La Nouvelle-Zélande s'est démarquée mercredi de certains de ses alliés occidentaux en se refusant à qualifier de "génocide" le traitement des Ouïghours par la Chine, expliquant que l'emploi d'un tel terme impliquait au préalable une rigoureuse analyse sur le plan du droit international.
L'administration du président américain Joe Biden, la chambre basse du parlement britannique, les parlements de Belgique, du Canada et des Pays-Bas font partie des institutions étrangères à avoir employé la qualification de génocide pour désigner la répression menée dans l'ouest de la Chine contre la minorité musulmane.
Mercredi, le Parlement néo-zélandais a voté à l'unanimité une motion exprimant une "grave préoccupation" vis-à-vis des violations des droits de l'Homme dans la province du Xinjiang.
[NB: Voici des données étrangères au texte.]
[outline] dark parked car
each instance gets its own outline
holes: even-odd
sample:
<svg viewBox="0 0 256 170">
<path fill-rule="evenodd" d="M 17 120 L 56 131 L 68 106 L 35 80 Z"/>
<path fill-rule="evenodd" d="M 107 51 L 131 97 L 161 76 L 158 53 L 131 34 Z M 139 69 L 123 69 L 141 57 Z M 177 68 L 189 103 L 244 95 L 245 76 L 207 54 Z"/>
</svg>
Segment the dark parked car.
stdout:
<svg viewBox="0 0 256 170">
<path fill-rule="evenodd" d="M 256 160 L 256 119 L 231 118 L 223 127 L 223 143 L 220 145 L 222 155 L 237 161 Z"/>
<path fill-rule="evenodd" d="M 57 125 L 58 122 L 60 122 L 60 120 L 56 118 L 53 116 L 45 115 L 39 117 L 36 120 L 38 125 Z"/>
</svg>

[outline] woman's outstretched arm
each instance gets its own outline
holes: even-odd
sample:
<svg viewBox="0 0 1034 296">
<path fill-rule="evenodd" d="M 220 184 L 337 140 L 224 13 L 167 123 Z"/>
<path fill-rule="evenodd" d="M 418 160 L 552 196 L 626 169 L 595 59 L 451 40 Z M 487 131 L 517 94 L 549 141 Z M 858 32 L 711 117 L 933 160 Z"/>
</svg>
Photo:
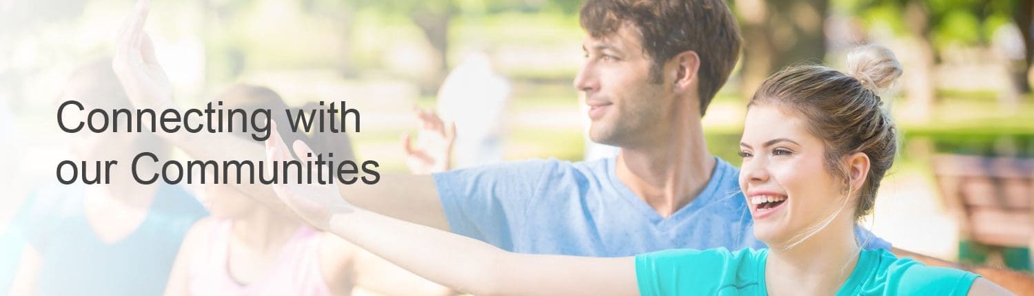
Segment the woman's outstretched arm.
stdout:
<svg viewBox="0 0 1034 296">
<path fill-rule="evenodd" d="M 275 130 L 275 129 L 274 129 Z M 269 161 L 293 160 L 279 134 Z M 295 142 L 307 160 L 309 147 Z M 302 219 L 406 270 L 477 295 L 638 295 L 635 260 L 508 253 L 486 242 L 352 206 L 331 185 L 280 184 L 277 196 Z"/>
</svg>

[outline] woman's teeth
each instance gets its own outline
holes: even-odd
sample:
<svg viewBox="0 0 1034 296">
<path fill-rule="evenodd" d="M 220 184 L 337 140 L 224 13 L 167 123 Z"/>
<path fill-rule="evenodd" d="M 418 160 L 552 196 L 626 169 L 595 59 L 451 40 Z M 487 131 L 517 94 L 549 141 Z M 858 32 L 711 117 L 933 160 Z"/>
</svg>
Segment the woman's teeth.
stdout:
<svg viewBox="0 0 1034 296">
<path fill-rule="evenodd" d="M 761 196 L 752 197 L 751 198 L 751 203 L 752 204 L 762 204 L 762 203 L 765 203 L 765 202 L 778 202 L 778 201 L 784 201 L 784 200 L 786 200 L 785 196 L 761 195 Z"/>
</svg>

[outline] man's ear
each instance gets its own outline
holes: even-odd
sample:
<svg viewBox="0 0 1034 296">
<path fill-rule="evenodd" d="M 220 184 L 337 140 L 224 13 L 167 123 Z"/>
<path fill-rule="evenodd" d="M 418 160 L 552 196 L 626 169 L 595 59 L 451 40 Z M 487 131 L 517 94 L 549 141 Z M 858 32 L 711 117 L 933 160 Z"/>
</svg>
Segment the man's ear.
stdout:
<svg viewBox="0 0 1034 296">
<path fill-rule="evenodd" d="M 848 184 L 853 191 L 857 192 L 862 185 L 865 185 L 870 165 L 869 156 L 864 153 L 859 152 L 847 157 Z"/>
<path fill-rule="evenodd" d="M 676 93 L 694 92 L 692 86 L 699 80 L 697 71 L 700 70 L 700 56 L 697 52 L 686 51 L 671 58 L 674 65 L 675 79 L 674 89 Z"/>
</svg>

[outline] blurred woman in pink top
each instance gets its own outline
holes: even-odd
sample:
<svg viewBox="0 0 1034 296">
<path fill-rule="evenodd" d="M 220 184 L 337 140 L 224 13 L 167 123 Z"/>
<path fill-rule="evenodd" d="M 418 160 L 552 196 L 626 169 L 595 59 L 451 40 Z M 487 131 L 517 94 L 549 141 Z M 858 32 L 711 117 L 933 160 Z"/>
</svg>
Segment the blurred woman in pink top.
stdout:
<svg viewBox="0 0 1034 296">
<path fill-rule="evenodd" d="M 217 100 L 223 101 L 224 108 L 272 109 L 275 120 L 285 120 L 282 110 L 287 105 L 267 88 L 236 86 Z M 314 142 L 325 160 L 354 160 L 343 133 L 314 133 L 310 138 L 279 128 L 284 137 Z M 334 157 L 327 159 L 331 152 Z M 257 203 L 232 185 L 204 185 L 200 196 L 211 217 L 187 232 L 165 295 L 351 295 L 357 288 L 388 295 L 452 294 L 335 235 Z"/>
</svg>

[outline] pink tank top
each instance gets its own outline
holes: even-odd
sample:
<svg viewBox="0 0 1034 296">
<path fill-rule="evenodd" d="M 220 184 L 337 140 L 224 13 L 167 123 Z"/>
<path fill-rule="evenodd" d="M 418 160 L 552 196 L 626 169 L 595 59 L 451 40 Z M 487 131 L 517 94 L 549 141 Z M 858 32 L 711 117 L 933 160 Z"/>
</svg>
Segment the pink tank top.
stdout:
<svg viewBox="0 0 1034 296">
<path fill-rule="evenodd" d="M 242 286 L 230 275 L 229 220 L 216 222 L 209 233 L 209 248 L 190 262 L 191 295 L 330 295 L 330 288 L 320 270 L 318 245 L 322 236 L 308 227 L 300 227 L 284 243 L 272 269 Z"/>
</svg>

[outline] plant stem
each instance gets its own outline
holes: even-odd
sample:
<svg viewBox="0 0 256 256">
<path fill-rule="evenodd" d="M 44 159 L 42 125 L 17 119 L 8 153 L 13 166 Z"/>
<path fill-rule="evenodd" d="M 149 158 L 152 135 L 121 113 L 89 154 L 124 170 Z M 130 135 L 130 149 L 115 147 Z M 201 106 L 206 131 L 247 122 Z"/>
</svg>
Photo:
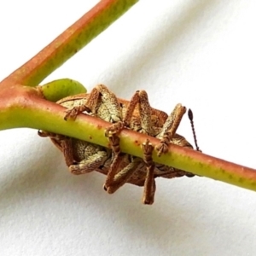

Le Parti travailliste de la Première ministre Jacinda Ardern avait auparavant exigé que le texte ne mentionne jamais le terme de génocide.
La cheffe de la diplomatie néo-zélandaise Nanaia Mahuta a déclaré au Parlement que la Nouvelle-Zélande avait plusieurs fois fait part de ses inquiétudes à la Chine concernant la situation dans cette province.
Mais elle a expliqué que Wellington ne reconnaissait que les génocides définis comme tels par les juridictions internationales, citant les exemples de la Shoah, du Cambodge ou du Rwanda.
"Nous n'avons pas formellement qualifié de génocide cette situation, et ce n'est pas parce que nous ne nous en préoccupons pas", a-t-il dit.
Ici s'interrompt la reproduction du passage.